To compliment this exhibition, The Peace Center has also produced, The Places We Live, an utterly riveting narrated Flash slideshow of the world's slums. It takes the form of a series of panoramic photos of slums around the world, with voice-over from people who live there (in translation). It is worth a long visit.

Kibera, Nairobi, Kenya
Caracas, Venezuela
Dharavi, Mumbai, India
Jakarta, Indonesia


Over 1 billion people live in slums. Urban dwellers are the fastest growing population in the world. It is estimated that the number of impoverished urban dwellers will double in the next 25 years.
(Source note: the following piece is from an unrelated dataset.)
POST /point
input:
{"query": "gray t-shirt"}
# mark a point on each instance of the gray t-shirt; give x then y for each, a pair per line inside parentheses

This extraordinary slide show provides a feeling for the sense of place in which a vast, and growing, number of people live, most in abject conditions.

A slum is defined as:
A household that lacks any two of the following five elements: access to sufficient amounts of water for family use at an affordable price, without being subject to extreme effort; access to improved sanitation, either in the form of a private toilet or a public toilet shared with a reasonable number of people; security of tenure (the rights of a tenant to hold property); housing in a permanent and adequate structure in a non-hazardous location; and, in most areas, a household requiring more than two people to share the same room.

These are the most dense communities in the world, with up to 30 people to a square meter. Despite commonly held assumptions, they are not simply places of poverty and misery. Yet slum dwellers continually face enormous challenges such as lack of health care, sanitation and electricity. How we care for this population of people over the coming decades will be a significant challenge among many we will face.